Early Start, which was founded in response to federal disability rights legislation in the 1980s, serves about 30,000 infants and toddlers under age 3. Services are available for children who have a delay in at least one of the following areas: cognitive, physical (including hearing and vision), communication, social or emotional and adaptive. There is no cost to families for evaluation; treatments are paid for by public or private insurance. Services are coordinated through 21 nonprofit regional centers throughout the state.

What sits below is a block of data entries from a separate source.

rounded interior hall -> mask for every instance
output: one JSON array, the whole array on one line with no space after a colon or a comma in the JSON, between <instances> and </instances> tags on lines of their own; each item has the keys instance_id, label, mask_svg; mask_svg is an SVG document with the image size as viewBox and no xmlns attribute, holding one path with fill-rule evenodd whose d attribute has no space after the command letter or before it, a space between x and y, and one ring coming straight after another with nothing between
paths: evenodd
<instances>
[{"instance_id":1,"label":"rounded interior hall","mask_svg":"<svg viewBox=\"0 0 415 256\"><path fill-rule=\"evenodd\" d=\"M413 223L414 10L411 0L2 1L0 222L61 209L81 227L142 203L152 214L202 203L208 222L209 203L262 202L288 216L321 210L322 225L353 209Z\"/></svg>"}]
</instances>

With the restoration of funding beginning Jan. 1, children with a 33 percent delay in one or more of the areas as determined by experts qualify for services. Under the current legislation, kids over age 2 must have a 50 percent delay in one area or a 33 percent delay in two or more areas. The change also adds back in children who are at risk for delays because of premature birth, prenatal drug exposure or because they have a parent with a developmental disability.

Research shows that participation in early intervention can have significant effects on children’s development and prevent them from needing special education services later on.

“In many cases if you catch these developmental delays and conditions early enough, you can turn the tide and they don’t become long-term lifetime clients,” said Rich Rollens, legislative adviser to the Association of Regional Center Agencies. “A little bit of money upfront can save millions down the road.”

Early Start services include audiology, vision services, family counseling, nursing services, nutrition advising, occupational and physical therapy, psychological services, social work, transportation and speech and language. Anyone can make a referral, including parents, medical professionals and day care providers.

Jones, Corbin’s mother, said her road to the program began when her son passed only three of 10 questions at his 1-year checkup at the pediatrician. The doctor referred her to Stanford University for an evaluation, which led her to Early Start. Her son has been working with the program for six months now.

Jen Schrotenboer, the infant development specialist, comes to Jones home once a week to work with Corbin. Federal law states that services for young children must be provided in a natural environment- where the child would normally be if not receiving treatment. For example, the children cannot be sent to a speech therapy office.

In one recent session, Jen got Corbin to put toys in a bowl and take them out again. “Up and out” she said repeatedly as Corbin giggled. Schrotenboer works closely with Jones to give her ideas of helpful games she can play with their children throughout the week. “We brainstorm strategies together that might benefit him,” she said.

Mary Sheehan, clinical director of Valley Mountain Regional Center, which coordinates Early Start services in Modesto, said at-home specialists help parents learn how to best set up their home environment to help their children learn. Valley Mountain Regional Center, which is based in Stockton, covers Stanislaus County (which includes Modesto) as well as San Joaquin, Amador, Calaveras and Tuolumne counties.

Claudia Lopez, another Modesto mother, said she appreciates the infant development specialist who works weekly with her 17-month-old son Maurizio. Her boy was an extreme preemie born three months early with a weight of only 1 pound, 11 ounces. He can’t walk yet and is just starting to take a few steps.

Sitting out on the family’s front yard on a pleasant sunny day, specialist Nicole Montgomery coaxed Maurizio into standing up to get some toy monkeys. She also got the smiling boy to make a game of putting small toys into a muffin tray, beefing up his motor skills.

“To him, it’s playtime for an hour,” Lopez said. “But she is teaching me in that hour things to work on throughout the week.”

Montgomery said she has had great results working with her clients. She recalls walking into one house where the 1-year-old baby was attached to feeding and oxygen tubes and was immobile on a mattress on the floor. The family wasn’t sure what to do with him. She worked with the family for close to a year showing them simple exercises to do with him. He is now ready to crawl, which was huge since when she arrived he couldn’t even lift his head.

Herrera, who works with 211 LA County, said she’s glad that more children will now benefit from that attention thanks to the restoration of state funding to Early Start. “The brain is so amenable between birth and 3 -especially between birth and 2,” she said. “These kids can make great advances with early intervention.”